Case ID: barb_11/html/0620-01.html
Source: Caselaw Access Project
Author: {"author": "Shankland, J.", "license": "Public Domain", "url": "https://static.case.law/"}
Date Created: 2024-08-24T03:29:51.129683

Billings vs. Jane.
    A person to whom a promissory note, payable to order, has been sold and delivered, previous to its becoming due, for a full and valuable consideration, may maintain an action thereon, in his own name, without alledging an indorsement of the note to him.
    The plaintiff declared on a promissory note of which the following is a copy: “ For value received I promise to pay to the order of F. U. Fenno one hundred and fifty dollars with interest, by the first day of December next. Dated May 9, 1845.” The complaint alledged that F. U. Fenno sold and delivered said note to the plaintiff before it was due, for a full and valuable consideration.
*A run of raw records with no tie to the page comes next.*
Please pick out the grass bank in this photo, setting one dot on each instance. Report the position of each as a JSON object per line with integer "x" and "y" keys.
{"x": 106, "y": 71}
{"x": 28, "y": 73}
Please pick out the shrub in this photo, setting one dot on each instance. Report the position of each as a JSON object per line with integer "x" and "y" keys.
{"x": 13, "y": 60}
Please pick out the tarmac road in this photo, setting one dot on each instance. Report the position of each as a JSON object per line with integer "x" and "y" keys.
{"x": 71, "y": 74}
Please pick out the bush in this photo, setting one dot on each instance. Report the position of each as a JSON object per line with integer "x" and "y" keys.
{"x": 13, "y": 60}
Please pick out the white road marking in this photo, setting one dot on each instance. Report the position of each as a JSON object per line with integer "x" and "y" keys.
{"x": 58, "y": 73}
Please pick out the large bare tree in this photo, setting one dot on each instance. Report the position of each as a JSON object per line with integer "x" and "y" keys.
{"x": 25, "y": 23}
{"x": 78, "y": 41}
The defendant demurred to the complaint, upon the ground that Fenno, to whose order the note was made payable, did not indorse it to the plaintiff, and that the plaintiff could not therefore maintain this action in his own name.
    
      [Madison General Term,
    May 11, 1852.
    
      Mason, Crippen, Shankland and Gray, Justices.]
    
      H. Sturges, for the plaintiff.
    
      F. U. Fenno, for the defendant.
   By the Court,

Shankland, J.

We are of opinion the demurrer can not be sustained, for the reason that although by the commercial law such paper is negotiable, and negotiated by indorsement only, yet it has been holden, before the code, that the property in the note passes by actual delivery, and that the owner may sue, in the name of the payee, for his own benefit. (10 B. & C. 122. Chit. on Bills, 204. 13 Mass. Rep. 305.)
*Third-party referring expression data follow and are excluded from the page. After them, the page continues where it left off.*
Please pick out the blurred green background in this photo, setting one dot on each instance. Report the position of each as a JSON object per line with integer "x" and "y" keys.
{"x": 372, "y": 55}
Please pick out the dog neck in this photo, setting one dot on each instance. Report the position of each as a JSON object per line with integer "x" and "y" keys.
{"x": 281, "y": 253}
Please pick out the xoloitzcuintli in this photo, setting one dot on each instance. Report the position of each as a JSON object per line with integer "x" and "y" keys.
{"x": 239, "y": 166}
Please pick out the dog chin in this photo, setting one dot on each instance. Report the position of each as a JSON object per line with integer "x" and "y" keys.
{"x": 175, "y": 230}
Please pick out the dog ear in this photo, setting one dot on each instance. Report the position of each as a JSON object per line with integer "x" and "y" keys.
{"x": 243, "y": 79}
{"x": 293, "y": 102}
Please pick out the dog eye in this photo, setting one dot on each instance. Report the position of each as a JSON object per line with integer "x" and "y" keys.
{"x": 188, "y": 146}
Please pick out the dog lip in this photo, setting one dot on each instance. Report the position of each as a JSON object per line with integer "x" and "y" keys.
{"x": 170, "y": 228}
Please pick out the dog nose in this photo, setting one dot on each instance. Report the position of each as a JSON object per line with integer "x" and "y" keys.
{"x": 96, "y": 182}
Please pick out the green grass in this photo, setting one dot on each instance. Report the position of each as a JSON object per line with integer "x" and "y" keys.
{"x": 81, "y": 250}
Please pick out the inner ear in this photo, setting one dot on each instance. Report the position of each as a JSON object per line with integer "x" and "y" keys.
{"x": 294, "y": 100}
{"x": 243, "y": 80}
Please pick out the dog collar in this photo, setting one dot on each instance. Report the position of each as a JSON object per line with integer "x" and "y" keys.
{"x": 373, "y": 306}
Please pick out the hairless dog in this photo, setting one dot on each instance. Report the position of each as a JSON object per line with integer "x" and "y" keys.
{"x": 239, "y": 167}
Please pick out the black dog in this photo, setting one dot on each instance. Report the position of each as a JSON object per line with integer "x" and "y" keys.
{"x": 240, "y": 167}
The code, by the 111th section, has now made it proper, and indeed necessary, to sue in the name of the actual owner, or real party in interest. Here the plaintiff is the actual owner, and real party in interest, of the note sued on. He purchased it for a valuable consideration, and took the actual delivery of it from the payee and former owner.
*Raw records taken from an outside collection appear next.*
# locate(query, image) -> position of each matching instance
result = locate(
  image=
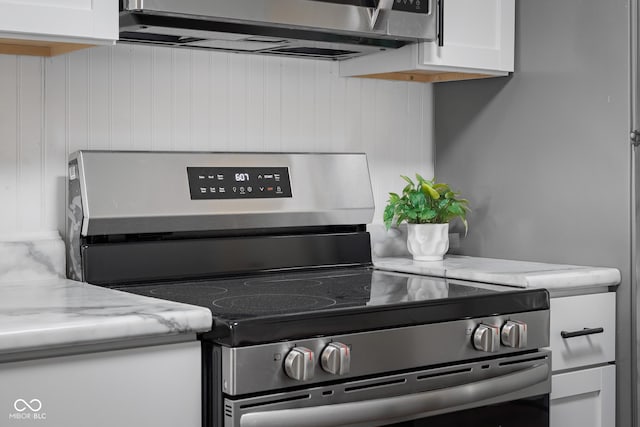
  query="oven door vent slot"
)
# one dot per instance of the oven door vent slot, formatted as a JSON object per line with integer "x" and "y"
{"x": 375, "y": 385}
{"x": 444, "y": 374}
{"x": 276, "y": 401}
{"x": 516, "y": 362}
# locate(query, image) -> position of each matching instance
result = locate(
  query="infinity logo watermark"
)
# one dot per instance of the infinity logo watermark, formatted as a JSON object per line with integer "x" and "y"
{"x": 27, "y": 410}
{"x": 21, "y": 405}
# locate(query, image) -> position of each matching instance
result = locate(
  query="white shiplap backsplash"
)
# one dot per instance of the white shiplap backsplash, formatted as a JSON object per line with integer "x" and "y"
{"x": 152, "y": 98}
Whether the plaintiff is protected from a set-off or other defense which the defendant may have against Fenno, within the protection given to assignees in good faith, by the last clause of section 112, it is not necessary now to decide.

The demurrer is overruled, and judgment ordered for the plaintiff, unless the defendant answers in twenty days, on payment of costs of this demurrer.